Ingram and Rule 319(a) attempted to establish a contemporaneous record upon which the subsequent challenge could be examined. The majority today ignores the wisdom of such an approach and in lieu thereof reverts back to the uncertainty of the past. The enduring validity of the purposes Ingram and Rule 319 sought to effectuate, the assurance of fairness to the defendant, the facilitation of appellate review and the promotion of finality of guilty pleas, mandate the continued adherence to the minimum requirements of that standard and I disagree with any departure therefrom.
[ 505 Pa. Page 197]
ZAPPALA, Justice, dissenting.
I disagree with the majority's holding today that Commonwealth v. Shaffer, 498 Pa. 342, 446 A.2d 591, abrogated the per se rule in Commonwealth v.
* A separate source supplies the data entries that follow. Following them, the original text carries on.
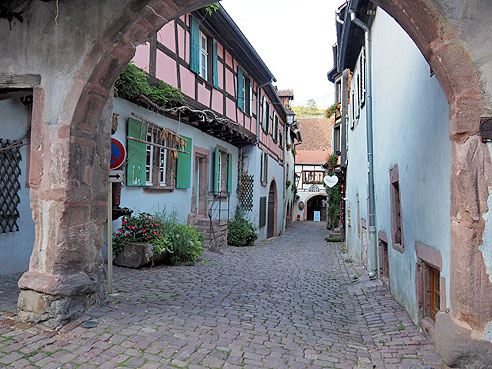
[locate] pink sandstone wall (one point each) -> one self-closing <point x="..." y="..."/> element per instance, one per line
<point x="166" y="64"/>
<point x="142" y="57"/>
<point x="166" y="70"/>
<point x="166" y="36"/>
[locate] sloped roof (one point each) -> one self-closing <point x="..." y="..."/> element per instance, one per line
<point x="311" y="156"/>
<point x="317" y="133"/>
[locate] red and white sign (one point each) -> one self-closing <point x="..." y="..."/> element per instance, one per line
<point x="118" y="154"/>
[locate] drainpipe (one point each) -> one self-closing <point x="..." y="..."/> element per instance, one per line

Ingram, 455 Pa. 198, 316 A.2d 77 (1974), in favor of a "totality of the circumstances" review of guilty plea colloquies.
In Shaffer, we merely held that because the Appellant, prior to his guilty plea, had the benefit of a full trial in which he viewed the Commonwealth's case in its entirety, much to the prejudice of the Commonwealth, "a blind adherence to [the] per se rule [in Ingram ] would not, . . . comport with any notion of remedying a 'manifest injustice'". Shaffer, 498 Pa. at 349, 446 A.2d at 594. We thus refused to allow the plea to be withdrawn.
Nowhere does Shaffer indicate the desire of this Court to abrogate the Ingram rule across the board. I see a great difference between allowing flexibility where rigidity would not serve the interests of justice or the purpose of the rule, and total abrogation of the Ingram holding. The majority's contentions to the contrary notwithstanding, Ingram is still the law in this Commonwealth, and its application in the instant case is distinguishable from the exception we carved in Shaffer.
In Shaffer, we offered reasoning as to why an explanation of the elements need be had on the record and why we would be flexible in this requirement as to Shaffer. We said
". . . where the defendant tenders a plea of guilty from a bargaining position which is devoid of finite knowledge of the evidence available against him, concern with an explanation of the elements of the crime is of greater significance than in the case where the defendant, as here, enters the plea after the Commonwealth's case has been presented. Presumably, an explanation of the elements enables the defendant to assess the Commonwealth's ability to prove that which he is admitting in pleading guilty by comparing the elements to the evidence he knows or has reason to believe the Commonwealth
[ 505 Pa. Page 198]
has available. Thus, he determines whether the prosecution has the ability to convict should he instead choose to exercise his right to trial. In the instant case, this decision of whether to go to trial and put the Commonwealth to its proof was no longer before the appellant. Trial was accomplished and presumably the defendant knew there was sufficient evidence to convict of murder of the first degree."
Shaffer, 498 Pa. at 352, 446 A.2d at 596. In the instant case Appellee was entitled to make this assessment. Finding that Appellant had not been fully apprised of the elements constituting the charge against him in the guilty plea colloquy, I would apply Ingram to this case and allow him to withdraw his plea. I therefore dissent.